Alors que j’avançais dans la rédaction de cet article, j’ai appris, comme tout le monde, que des milliers de réfugiés étaient massés, depuis le 8 novembre, à la frontière polonaise de la Biélorussie, puis qu’ils y avaient été convoyés par les autorités Biélorusses, lesquelles les avaient appâtés en leur promettant l’asile après avoir autorisé des avions de diverses compagnies de les laisser débarquer à Minsk. Très vite, un piège a été dénoncé : les Biélorusses veulent, avec l’appui de la Russie, créer des incidents avec l’Union européenne. A part les deux agences de l’ONU les plus concernées, le HCR et l’OIM (haut-commissariat aux réfugiés, organisation internationale pour les migrations), les réactions politiques, largement commentées par les médias, tendent à dire que les pays de l’UE ne doivent pas tomber dans le piège tendu par la Biélorussie (et le grand frère Russe). Or que demande l’ONU ? Que « le traitement humain des migrants et des réfugiés soit une priorité absolue » ; ce qui implique « un accès immédiat et sans entrave au groupe afin de garantir que l’aide humanitaire soit fournie. » Or 20 jours après, la Pologne n’accepte toujours pas que ces migrants franchissent ses frontières, alors qu’ils pourraient être ensuite, très vite, accueillis dans au moins une dizaine de pays de l’UE. Au contraire, comme si ces migrants (qui ont fui, faut-il le rappeler, des situations périlleuses en Irak, au Yémen, en Syrie et en Afghanistan) étaient complices des Biélorusses, comme le déclare le ministre Polonais de la Défense, le 20 novembre : « Désormais, une méthode légèrement différente a été adoptée par les migrants et les services biélorusses... De plus petits groupes de personnes tentent de franchir la frontière en de nombreux endroits ». De plus, une « foule » de 200 personnes armée de pierres et de gaz lacrymogènes, a attaqué des postes-frontières, guidés, « sans aucun doute par les services biélorusses », selon le ministre. Au sein de l’UE, il n’est question que de la provocation du président Loukachenko et des mesures de rétorsion à prendre à son encontre. Il faut croire que les migrants ne font pas partie de l’espèce humaine mais sont seulement des objets de conflit, de négociation et d’exécration.

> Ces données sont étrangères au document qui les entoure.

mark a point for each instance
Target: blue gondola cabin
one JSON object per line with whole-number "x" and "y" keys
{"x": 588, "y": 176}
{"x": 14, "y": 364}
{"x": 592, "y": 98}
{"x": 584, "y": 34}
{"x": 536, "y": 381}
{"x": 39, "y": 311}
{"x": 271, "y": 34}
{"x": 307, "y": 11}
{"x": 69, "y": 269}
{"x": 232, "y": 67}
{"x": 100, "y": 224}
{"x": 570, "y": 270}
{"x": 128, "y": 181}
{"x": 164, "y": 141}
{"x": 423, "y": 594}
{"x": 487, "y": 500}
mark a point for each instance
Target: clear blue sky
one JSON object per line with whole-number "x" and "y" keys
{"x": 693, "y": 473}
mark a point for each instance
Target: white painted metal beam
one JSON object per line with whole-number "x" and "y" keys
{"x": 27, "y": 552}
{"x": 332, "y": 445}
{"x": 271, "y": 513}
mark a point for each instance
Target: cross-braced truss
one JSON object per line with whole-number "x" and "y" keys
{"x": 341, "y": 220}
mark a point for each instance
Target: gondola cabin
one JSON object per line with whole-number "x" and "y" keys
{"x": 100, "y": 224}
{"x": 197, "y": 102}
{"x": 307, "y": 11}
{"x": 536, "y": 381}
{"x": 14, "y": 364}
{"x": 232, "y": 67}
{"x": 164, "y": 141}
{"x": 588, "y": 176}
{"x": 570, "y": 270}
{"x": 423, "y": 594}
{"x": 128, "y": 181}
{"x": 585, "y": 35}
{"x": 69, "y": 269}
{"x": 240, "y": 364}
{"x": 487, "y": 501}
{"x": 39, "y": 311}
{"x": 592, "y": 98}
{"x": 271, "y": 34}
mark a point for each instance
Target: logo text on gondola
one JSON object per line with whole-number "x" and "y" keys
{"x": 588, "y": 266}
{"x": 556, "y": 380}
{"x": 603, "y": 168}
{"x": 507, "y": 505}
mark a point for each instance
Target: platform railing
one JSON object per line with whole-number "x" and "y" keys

Aux dernières nouvelles, fin novembre 2021, près de 2 000 d’entre eux sont « rapatriés » en Irak, et à peu près autant sont logés dans un hangar, paraît-il à l’abri du froid et nourris. Il n’apparaît pas que des pays de l’UE soient prêts à en accueillir.

Cet épisode met en relief deux problèmes distincts : celui de la situation réelle (économique, sociale, géographique, etc.) des immigrés (y compris les candidats à l’immigration), telle qu’on peut la mesurer, et les représentations politiques, c’est-à-dire à fins politiciennes, de ce que sont supposés être les migrants (qu’ils aboutissent ou non dans leur parcours de migration).

Immigrants, état des lieux

Rappelons qu’un immigré est quelqu’un qui quitte son pays pour s’installer dans un autre pays où il vivra mieux (habitation, soins, éducation, protection, etc.) que dans son pays d’origine. Dans la suite de cet article, je ne compterai pas les immigrés momentanés, qui résident en France pour une durée limitée (étudiants, travailleurs temporaires, employés d’entreprises étrangères, visites familiales prolongées, etc.).

La population immigrée en France (y compris ceux qui ont acquis la nationalité française) progresse, depuis 1946, en effectif et en pourcentage de la population totale. Elle correspond à 10,2 % de la population vivant en France en 2020 (6,8 millions), contre 7,4 % en 1975 et 5 % en 1946. La population étrangère vivant en France représente 7,6 % de la population totale en 2020 (4,3 millions), contre 6,5 % en 1975 et 4,4 % en 1946. (INSEE)

Le nombre d’immigrés a doublé, en proportion, en 75 ans, en comptant la migration intra-européenne : 1,5 million en 2020, dont 537 000 Portugais. Près de 2,3 millions, dont 560 000 Algériens, proviennent du Maghreb et d’Afrique noire. Ainsi 56 % viennent de pays proches et/ou plutôt liés à la France. La plus forte poussée migratoire vient de l’Afrique, augmentant de 23% en 5 ans, alors que celle des autres États européens n’atteint pas 9%. L’instabilité politique et la misère endémique expliquent en partie cette disparité.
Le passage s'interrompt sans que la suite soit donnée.